Bug on Windows

I’ve received a bug report from a user. He’s running my code on 64 bit Windows 7 with Cuda 4.0, driver 275.33, and a Quadro FX 380M (which supports compute level 1.2). The kernel compiler fails with the following log:

ptxas application ptx input, line 128; error   : Instruction 'cvt' requires SM 1.3 or higher, or map_f64_to_f32 directive

ptxas application ptx input, line 129; error   : Instruction 'mov' requires SM 1.3 or higher, or map_f64_to_f32 directive

ptxas application ptx input, line 130; error   : Instruction 'div' requires SM 1.3 or higher, or map_f64_to_f32 directive

ptxas application ptx input, line 163; error   : Instruction 'cvt' requires SM 1.3 or higher, or map_f64_to_f32 directive

ptxas application ptx input, line 164; error   : Instruction 'cvt' requires SM 1.3 or higher, or map_f64_to_f32 directive

ptxas application ptx input, line 165; error   : Instruction 'cvt' requires SM 1.3 or higher, or map_f64_to_f32 directive

ptxas application ptx input, line 166; error   : Instruction 'cvt' requires SM 1.3 or higher, or map_f64_to_f32 directive

ptxas application ptx input, line 167; error   : Instruction 'mul' requires SM 1.3 or higher, or map_f64_to_f32 directive

ptxas application ptx input, line 168; error   : Instruction 'mul' requires SM 1.3 or higher, or map_f64_to_f32 directive

ptxas application ptx input, line 169; error   : Instruction 'mul' requires SM 1.3 or higher, or map_f64_to_f32 directive

ptxas application ptx input, line 170; error   : Instruction 'mul' requires SM 1.3 or higher, or map_f64_to_f32 directive

ptxas application ptx input, line 178; error   : Instruction 'cvt' requires SM 1.3 or higher, or map_f64_to_f32 directive

ptxas application ptx input, line 179; error   : Instruction 'cvt' requires SM 1.3 or higher, or map_f64_to_f32 directive

ptxas application ptx input, line 180; error   : Instruction 'cvt' requires SM 1.3 or higher, or map_f64_to_f32 directive

ptxas fatal   : Ptx assembly aborted due to errors

ptxas application ptx input, line 128; warning : Double is not supported. Demoting to float

It looks like the compiler is getting confused and generating 1.3 instructions on a device that only supports 1.2. It clearly realizes it shouldn’t do that, as seen from the last line: “Double is not supported.

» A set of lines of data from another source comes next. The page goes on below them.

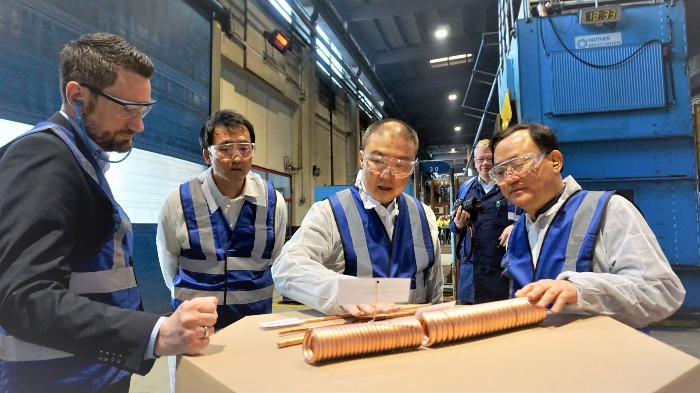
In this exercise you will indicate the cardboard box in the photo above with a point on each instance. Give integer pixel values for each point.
(564, 354)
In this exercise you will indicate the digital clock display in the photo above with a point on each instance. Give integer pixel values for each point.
(599, 15)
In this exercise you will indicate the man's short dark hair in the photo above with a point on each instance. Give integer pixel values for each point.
(96, 59)
(406, 131)
(543, 136)
(223, 118)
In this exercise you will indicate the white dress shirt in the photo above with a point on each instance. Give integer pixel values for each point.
(632, 280)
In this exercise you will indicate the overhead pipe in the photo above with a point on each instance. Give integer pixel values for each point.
(330, 15)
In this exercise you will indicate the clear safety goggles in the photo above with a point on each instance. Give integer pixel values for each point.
(126, 109)
(227, 151)
(517, 166)
(397, 167)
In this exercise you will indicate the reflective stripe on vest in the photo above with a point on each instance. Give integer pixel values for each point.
(366, 246)
(568, 244)
(106, 276)
(230, 264)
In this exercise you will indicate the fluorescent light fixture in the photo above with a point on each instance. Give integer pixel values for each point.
(448, 61)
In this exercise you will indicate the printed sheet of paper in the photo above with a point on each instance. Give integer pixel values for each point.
(371, 290)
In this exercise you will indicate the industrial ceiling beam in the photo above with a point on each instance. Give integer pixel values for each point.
(388, 8)
(454, 45)
(335, 23)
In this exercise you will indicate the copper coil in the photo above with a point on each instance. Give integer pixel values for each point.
(470, 321)
(342, 341)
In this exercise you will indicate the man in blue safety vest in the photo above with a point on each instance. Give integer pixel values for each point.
(69, 319)
(219, 233)
(370, 230)
(578, 251)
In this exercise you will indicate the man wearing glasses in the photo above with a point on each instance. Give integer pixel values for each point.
(579, 251)
(370, 230)
(482, 233)
(68, 295)
(219, 233)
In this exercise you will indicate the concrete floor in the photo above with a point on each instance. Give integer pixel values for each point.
(683, 339)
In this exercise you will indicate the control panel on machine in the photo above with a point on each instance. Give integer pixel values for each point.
(599, 15)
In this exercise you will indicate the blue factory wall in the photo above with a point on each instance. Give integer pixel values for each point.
(618, 97)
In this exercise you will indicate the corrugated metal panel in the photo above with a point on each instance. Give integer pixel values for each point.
(635, 84)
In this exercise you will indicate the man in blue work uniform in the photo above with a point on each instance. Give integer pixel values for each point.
(482, 231)
(70, 318)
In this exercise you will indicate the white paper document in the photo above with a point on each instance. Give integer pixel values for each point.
(371, 290)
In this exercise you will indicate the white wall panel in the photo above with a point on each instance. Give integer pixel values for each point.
(270, 113)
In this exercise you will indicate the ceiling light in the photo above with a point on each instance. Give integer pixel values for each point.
(448, 61)
(441, 32)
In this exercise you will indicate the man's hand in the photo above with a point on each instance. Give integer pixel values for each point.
(503, 239)
(459, 217)
(545, 292)
(359, 310)
(183, 332)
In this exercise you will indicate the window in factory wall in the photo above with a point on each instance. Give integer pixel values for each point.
(282, 182)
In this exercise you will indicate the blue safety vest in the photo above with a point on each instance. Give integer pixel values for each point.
(106, 276)
(368, 250)
(233, 265)
(569, 242)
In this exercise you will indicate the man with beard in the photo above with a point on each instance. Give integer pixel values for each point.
(370, 230)
(69, 304)
(578, 251)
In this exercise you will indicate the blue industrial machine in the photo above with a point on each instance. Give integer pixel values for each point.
(612, 81)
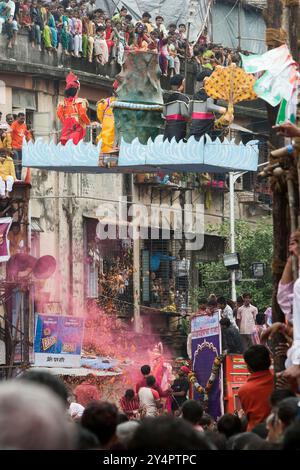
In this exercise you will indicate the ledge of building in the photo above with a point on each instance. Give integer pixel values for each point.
(25, 59)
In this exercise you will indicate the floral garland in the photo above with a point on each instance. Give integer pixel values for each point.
(213, 375)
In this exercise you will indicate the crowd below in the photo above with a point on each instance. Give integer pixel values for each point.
(84, 31)
(78, 419)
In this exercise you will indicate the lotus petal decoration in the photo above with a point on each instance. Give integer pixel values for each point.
(203, 155)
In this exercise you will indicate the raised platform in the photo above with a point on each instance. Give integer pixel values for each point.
(159, 155)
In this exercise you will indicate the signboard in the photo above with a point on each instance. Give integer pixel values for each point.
(236, 375)
(5, 223)
(206, 345)
(58, 341)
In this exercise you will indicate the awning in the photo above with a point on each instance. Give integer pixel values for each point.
(76, 371)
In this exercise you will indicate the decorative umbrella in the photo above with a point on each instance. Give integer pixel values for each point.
(231, 84)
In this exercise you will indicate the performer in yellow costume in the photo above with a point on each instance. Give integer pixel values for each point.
(106, 118)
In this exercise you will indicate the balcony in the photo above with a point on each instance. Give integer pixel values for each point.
(24, 58)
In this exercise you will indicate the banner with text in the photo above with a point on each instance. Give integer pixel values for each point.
(206, 345)
(5, 223)
(58, 341)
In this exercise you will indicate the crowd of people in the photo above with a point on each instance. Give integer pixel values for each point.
(78, 419)
(82, 30)
(12, 132)
(241, 324)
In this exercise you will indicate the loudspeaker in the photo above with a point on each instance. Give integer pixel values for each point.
(40, 268)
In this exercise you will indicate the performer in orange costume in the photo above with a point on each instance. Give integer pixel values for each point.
(72, 112)
(106, 118)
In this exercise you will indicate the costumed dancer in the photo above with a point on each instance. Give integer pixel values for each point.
(106, 118)
(176, 110)
(162, 371)
(7, 172)
(202, 108)
(72, 112)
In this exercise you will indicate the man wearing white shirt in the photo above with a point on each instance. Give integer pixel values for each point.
(226, 311)
(246, 316)
(159, 22)
(11, 24)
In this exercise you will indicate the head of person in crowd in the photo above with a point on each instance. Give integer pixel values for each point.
(225, 323)
(146, 17)
(291, 438)
(90, 379)
(158, 21)
(172, 28)
(261, 430)
(207, 422)
(86, 440)
(221, 302)
(177, 84)
(100, 30)
(247, 299)
(140, 28)
(212, 306)
(150, 381)
(260, 319)
(192, 412)
(168, 433)
(129, 394)
(257, 358)
(288, 411)
(202, 302)
(154, 35)
(182, 28)
(48, 380)
(125, 432)
(239, 301)
(9, 119)
(145, 370)
(32, 417)
(280, 394)
(229, 425)
(128, 19)
(101, 418)
(247, 441)
(21, 118)
(122, 418)
(217, 439)
(3, 129)
(201, 77)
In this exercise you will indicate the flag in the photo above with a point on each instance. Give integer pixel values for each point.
(279, 80)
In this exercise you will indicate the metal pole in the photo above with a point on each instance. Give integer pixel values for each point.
(186, 55)
(239, 25)
(232, 231)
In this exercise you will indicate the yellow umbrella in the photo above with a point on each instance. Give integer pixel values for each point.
(231, 84)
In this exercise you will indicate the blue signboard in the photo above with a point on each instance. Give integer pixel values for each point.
(58, 340)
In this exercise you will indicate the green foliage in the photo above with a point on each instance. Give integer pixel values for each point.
(254, 244)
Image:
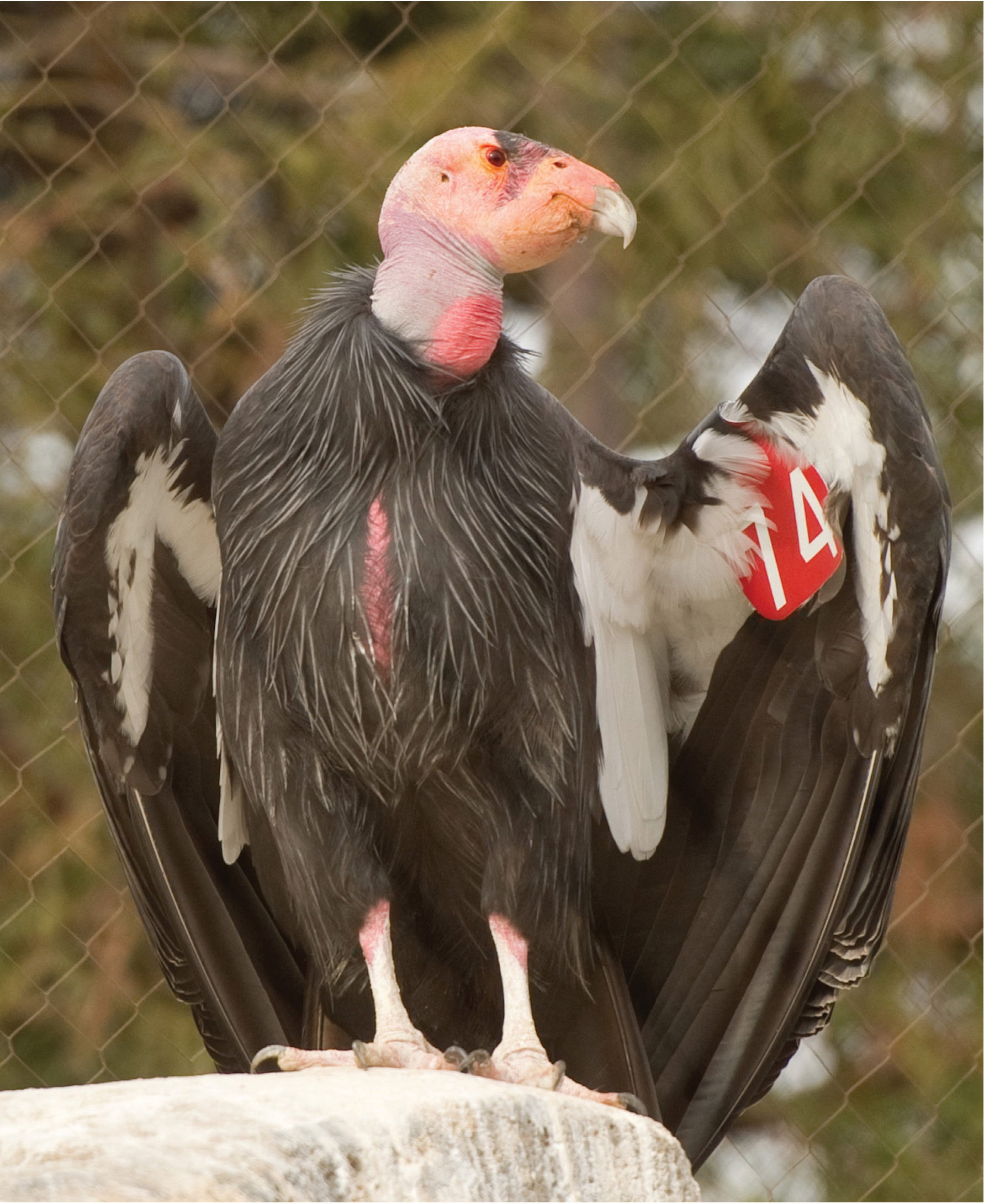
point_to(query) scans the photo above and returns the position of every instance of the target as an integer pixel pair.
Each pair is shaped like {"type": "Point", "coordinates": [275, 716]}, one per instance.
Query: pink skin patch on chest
{"type": "Point", "coordinates": [377, 591]}
{"type": "Point", "coordinates": [467, 334]}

Demoting to float” But it does it anyway.

Has anyone seen anything like this before? Any idea what I can do about it?

Peter

This will probably not help much, but doesn’t SM stand for Shader Model and aren’t you confusing that with the Compute Capability? You’re right that the Quadro FX 380M has Compute Capability 1.2, though.

I don’t believe that’s correct. CUDA generally uses the terms “compute capability” and “SM” as equivalent. For example, from section 3.1.2 of the CUDA C Programming Guide: “A cubin object is generated using the compiler option –code that specifies the targeted architecture: For example, compiling with –code=sm_13 produces binary code for devices of compute capability 1.3.” The reference to a “map_f64_to_f32 directive” also shows pretty clearly it’s a single vs. double precision issue.

Peter

Does anyone at Nvidia actually read this forum?

Peter

Quadro FX 380M not support Double-precision floating-point operations http://en.wikipedia.org/wiki/CUDA

Yes, I’m well aware of that. Yet the compiler appears to be generating double precision instructions for it anyway.

Peter